Тодд был трансгуманистом, полноправным членом «Алькора». В кончик безымянного пальца его левой руки был вживлен имплантат, который при помощи мягких вибраций позволял ощущать электромагнитные поля. Внешне Тодд как будто сочетал в себе несколько личностей: большая деревенская борода, розовые волосы, сандалии, педикюр с черным лаком.
Он сказал, что люди, которые работали с ним, знали о его долгосрочных планах в полной эмуляции мозга, но повседневные дела компании были посвящены более насущным вопросам. Так уж получилось, заключил он, что технологии, которые в итоге окажутся полезными для сканирования мозга при его эмуляции, уже сейчас востребованы в медицине – например, при диагностике рака.
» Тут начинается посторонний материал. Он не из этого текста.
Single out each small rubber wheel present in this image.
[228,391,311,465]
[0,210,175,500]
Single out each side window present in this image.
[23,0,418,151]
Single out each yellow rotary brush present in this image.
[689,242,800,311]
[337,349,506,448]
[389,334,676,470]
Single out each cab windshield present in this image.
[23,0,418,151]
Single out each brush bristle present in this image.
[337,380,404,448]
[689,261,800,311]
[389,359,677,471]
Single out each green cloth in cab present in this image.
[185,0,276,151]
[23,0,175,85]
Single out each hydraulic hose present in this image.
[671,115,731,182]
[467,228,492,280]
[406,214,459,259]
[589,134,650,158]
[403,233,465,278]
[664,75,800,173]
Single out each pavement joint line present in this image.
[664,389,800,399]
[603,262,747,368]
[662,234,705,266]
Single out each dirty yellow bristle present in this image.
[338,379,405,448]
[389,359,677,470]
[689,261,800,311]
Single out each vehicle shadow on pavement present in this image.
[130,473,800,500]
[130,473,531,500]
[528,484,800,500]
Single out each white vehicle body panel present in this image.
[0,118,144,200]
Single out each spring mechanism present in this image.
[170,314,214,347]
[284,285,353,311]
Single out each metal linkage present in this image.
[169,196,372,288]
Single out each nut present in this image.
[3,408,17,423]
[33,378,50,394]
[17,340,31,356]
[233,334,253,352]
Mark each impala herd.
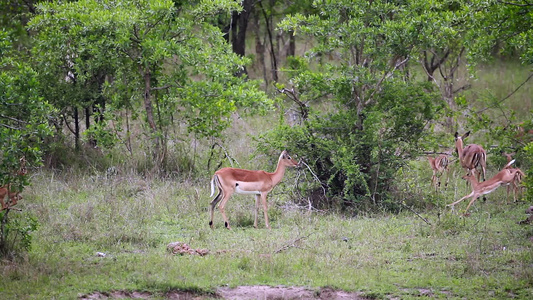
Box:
[209,132,525,229]
[0,131,525,229]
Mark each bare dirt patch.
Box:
[78,285,367,300]
[217,286,367,300]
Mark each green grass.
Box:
[0,59,533,299]
[0,165,533,299]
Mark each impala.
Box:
[0,157,27,210]
[209,151,298,229]
[428,154,450,191]
[446,160,517,215]
[502,152,526,202]
[455,131,487,181]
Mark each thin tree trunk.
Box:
[74,106,80,151]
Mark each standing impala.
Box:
[455,131,487,181]
[428,154,450,191]
[209,151,298,229]
[502,152,526,202]
[446,160,517,215]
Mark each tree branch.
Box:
[477,73,533,114]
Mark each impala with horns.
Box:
[455,131,487,181]
[209,151,299,229]
[428,154,450,191]
[446,160,517,215]
[501,151,526,202]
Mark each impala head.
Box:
[17,156,28,176]
[279,150,300,167]
[455,131,470,153]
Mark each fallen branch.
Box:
[400,201,431,226]
[274,233,313,253]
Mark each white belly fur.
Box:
[235,185,261,195]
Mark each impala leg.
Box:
[261,193,270,229]
[505,184,510,204]
[9,192,22,206]
[0,188,9,210]
[254,194,261,228]
[209,190,222,229]
[446,192,474,207]
[464,195,479,215]
[218,193,231,229]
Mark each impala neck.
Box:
[270,157,286,185]
[455,138,463,160]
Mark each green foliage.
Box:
[467,0,533,65]
[0,31,53,190]
[30,0,272,161]
[0,210,39,259]
[262,1,444,208]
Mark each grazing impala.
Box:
[209,151,298,229]
[502,152,526,202]
[428,154,450,191]
[0,157,27,210]
[446,160,517,215]
[455,131,487,181]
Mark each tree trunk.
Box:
[231,0,255,76]
[74,106,80,151]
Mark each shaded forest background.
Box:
[0,0,533,216]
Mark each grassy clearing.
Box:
[0,164,533,299]
[0,62,533,299]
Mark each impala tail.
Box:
[503,159,515,169]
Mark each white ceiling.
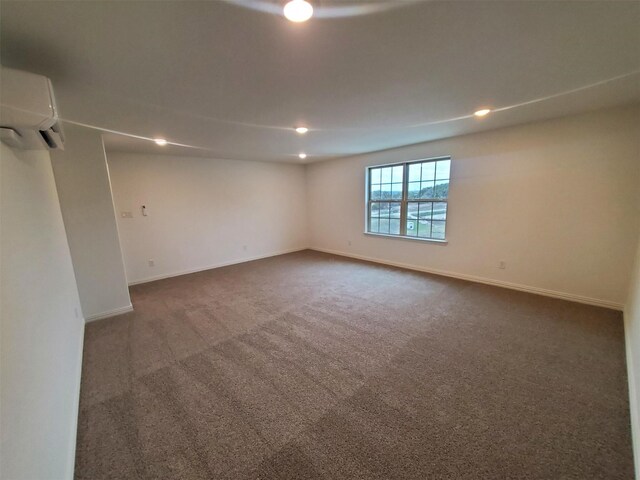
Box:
[0,0,640,162]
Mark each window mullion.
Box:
[400,163,409,236]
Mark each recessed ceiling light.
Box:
[473,108,491,117]
[284,0,313,23]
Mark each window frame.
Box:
[364,155,452,245]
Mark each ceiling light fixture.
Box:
[284,0,313,23]
[473,108,491,117]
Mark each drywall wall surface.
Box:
[107,152,307,283]
[307,106,640,308]
[0,144,84,479]
[624,213,640,478]
[51,124,131,321]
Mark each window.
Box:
[367,157,451,241]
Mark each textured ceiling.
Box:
[0,0,640,162]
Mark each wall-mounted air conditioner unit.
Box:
[0,66,64,150]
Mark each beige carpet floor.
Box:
[76,251,633,480]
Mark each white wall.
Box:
[108,153,307,283]
[307,106,640,308]
[0,144,84,480]
[51,124,131,321]
[624,232,640,478]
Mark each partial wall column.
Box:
[51,124,131,321]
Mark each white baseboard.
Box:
[85,304,133,322]
[129,247,309,286]
[623,308,640,478]
[309,247,623,310]
[67,321,85,480]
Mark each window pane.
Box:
[407,219,418,237]
[407,202,420,219]
[378,202,389,218]
[391,165,404,183]
[409,163,422,182]
[369,168,380,184]
[433,202,447,220]
[391,183,402,200]
[369,202,380,218]
[433,180,449,198]
[436,160,451,180]
[389,202,401,218]
[418,202,433,220]
[431,220,445,240]
[408,182,420,198]
[379,218,389,233]
[422,162,436,182]
[389,218,400,235]
[418,182,435,198]
[418,220,431,238]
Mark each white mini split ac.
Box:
[0,66,64,150]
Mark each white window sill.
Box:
[364,232,449,245]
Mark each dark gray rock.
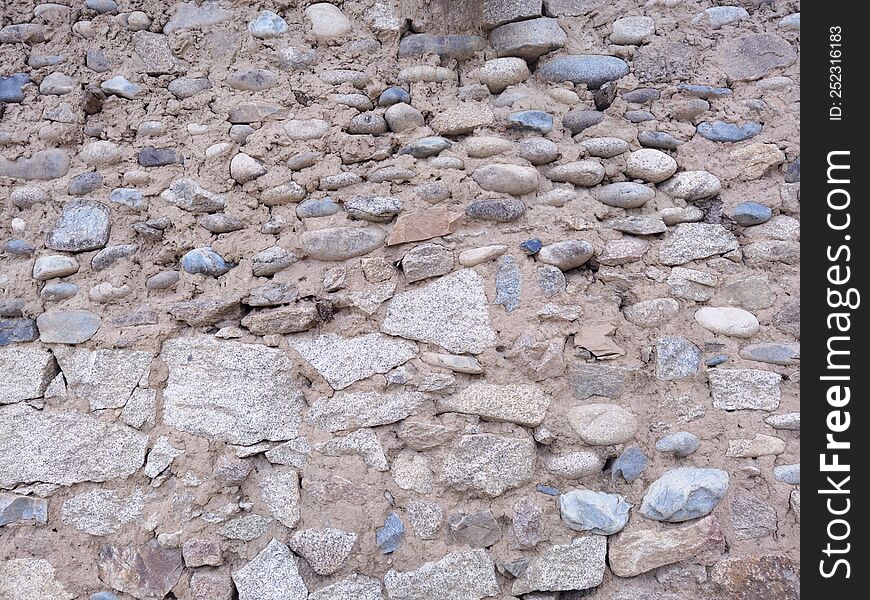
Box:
[45,198,111,252]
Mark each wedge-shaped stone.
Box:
[437,383,550,427]
[161,336,303,445]
[288,333,417,390]
[381,269,496,354]
[0,404,148,489]
[384,549,499,600]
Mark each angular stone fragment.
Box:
[442,433,535,498]
[511,535,607,596]
[437,383,550,427]
[384,549,499,600]
[608,517,724,576]
[0,404,148,488]
[381,269,496,354]
[55,348,151,411]
[707,369,782,410]
[233,538,308,600]
[161,337,303,444]
[305,391,426,433]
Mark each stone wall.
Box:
[0,0,800,600]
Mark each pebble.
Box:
[696,121,761,142]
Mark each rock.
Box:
[442,433,535,498]
[730,142,785,180]
[656,431,701,458]
[289,332,417,390]
[465,198,526,223]
[716,33,797,81]
[45,198,111,252]
[61,489,145,536]
[161,337,302,445]
[436,383,550,427]
[0,148,69,181]
[640,467,729,523]
[300,227,385,261]
[381,269,496,354]
[36,309,101,344]
[725,433,785,458]
[659,223,739,266]
[625,149,677,183]
[567,404,638,446]
[562,110,604,135]
[539,54,628,90]
[429,102,494,135]
[248,10,288,40]
[610,446,649,483]
[100,75,142,100]
[511,535,607,595]
[375,512,405,554]
[622,298,680,327]
[384,549,499,600]
[447,510,501,548]
[402,244,453,283]
[0,556,75,600]
[707,369,782,410]
[610,17,656,46]
[559,490,631,535]
[710,556,800,600]
[0,493,48,524]
[489,17,568,61]
[608,517,725,577]
[656,336,701,381]
[233,540,308,600]
[287,528,357,575]
[695,306,760,339]
[399,33,486,62]
[696,121,761,142]
[731,494,777,540]
[535,240,595,271]
[593,182,656,208]
[0,404,148,488]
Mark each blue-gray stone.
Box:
[559,490,631,535]
[640,467,729,523]
[520,238,544,256]
[375,512,405,554]
[296,196,341,219]
[729,202,773,227]
[656,336,701,381]
[0,73,30,104]
[109,188,145,210]
[704,354,728,367]
[610,446,649,483]
[399,135,453,158]
[0,492,48,527]
[495,255,520,312]
[535,483,560,496]
[695,121,761,142]
[539,54,628,90]
[66,171,103,196]
[3,240,36,256]
[637,131,683,150]
[656,431,701,458]
[0,317,39,346]
[181,246,234,277]
[45,198,111,252]
[677,83,734,100]
[508,110,553,135]
[378,86,411,107]
[465,198,526,223]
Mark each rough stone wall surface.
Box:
[0,0,800,600]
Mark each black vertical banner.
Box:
[800,1,870,600]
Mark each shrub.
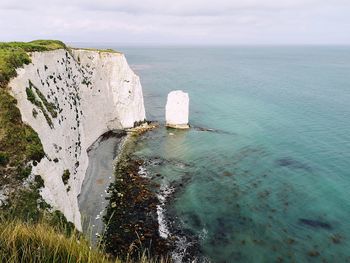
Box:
[0,152,9,166]
[62,169,70,185]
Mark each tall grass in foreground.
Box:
[0,220,170,263]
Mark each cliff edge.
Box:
[8,48,145,229]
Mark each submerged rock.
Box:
[165,90,189,129]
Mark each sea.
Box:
[80,45,350,262]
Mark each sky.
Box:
[0,0,350,45]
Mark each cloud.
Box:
[0,0,350,44]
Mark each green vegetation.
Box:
[0,220,167,263]
[29,80,57,118]
[72,48,122,54]
[0,220,120,263]
[0,40,164,263]
[0,40,67,88]
[26,80,57,129]
[62,170,70,185]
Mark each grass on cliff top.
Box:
[72,48,122,54]
[0,220,120,263]
[0,219,169,263]
[0,40,66,186]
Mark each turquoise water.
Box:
[106,47,350,262]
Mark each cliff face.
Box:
[9,49,145,229]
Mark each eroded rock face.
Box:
[165,90,190,129]
[9,49,145,229]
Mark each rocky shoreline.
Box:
[102,126,172,259]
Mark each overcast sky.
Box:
[0,0,350,45]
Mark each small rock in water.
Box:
[165,90,189,129]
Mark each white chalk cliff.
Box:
[9,49,145,229]
[165,90,189,129]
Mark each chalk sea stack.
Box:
[165,90,190,129]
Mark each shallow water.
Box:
[78,132,123,244]
[87,44,350,262]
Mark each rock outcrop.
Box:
[165,90,189,129]
[9,49,145,229]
– Как я вижу это, – объяснял он, – загрузка разума не является движущей силой отрасли, но отрасль нуждается в изучении загрузки. Есть много областей, которые не имеют ничего общего с загрузкой сознания, но стимулируют развитие технологий, которые будут использоваться для загрузки. Подобно полупроводниковой промышленности, в которой была разработана технология мелкозернистого фрезерования и оценки его показателей, а также электронным микроскопам, которые будут полезны для 3D-реконструкции нейронов с высоким разрешением.
Любопытно, что Тодд не испытывал дискомфорт, обсуждая загрузку сознания, но и не поднимал эту тему на деловых встречах. Он рассказал, что в Силиконовой долине мало людей, которые думают об этом на высоконаучном уровне, и еще меньше тех, кто работает над подобными проектами.
– Я знаю людей, которые исследуют загрузку сознания, – сказал он, – они делают это втайне, потому что боятся превратиться в изгоев научного сообщества, не получить финансирование, работу или продвижение по службе. А мне не надо скрываться. Я работаю на себя, и никто не выставит меня из офиса.
Он проводил меня в лабораторию, похрустывая костяшками пальцев, пока мы шли среди впечатляющих комплексов оптических и цифровых устройств, маленьких фрагментов мозга грызунов, нарочито разложенных, словно нейронные карпаччо, в стеклянных емкостях. Эти фрагменты были отсканированы при помощи 3D-микроскопов и оцифрованы в детализированную карту нейронов, их размеров, механизмов аксонов, дендритов, синапсов.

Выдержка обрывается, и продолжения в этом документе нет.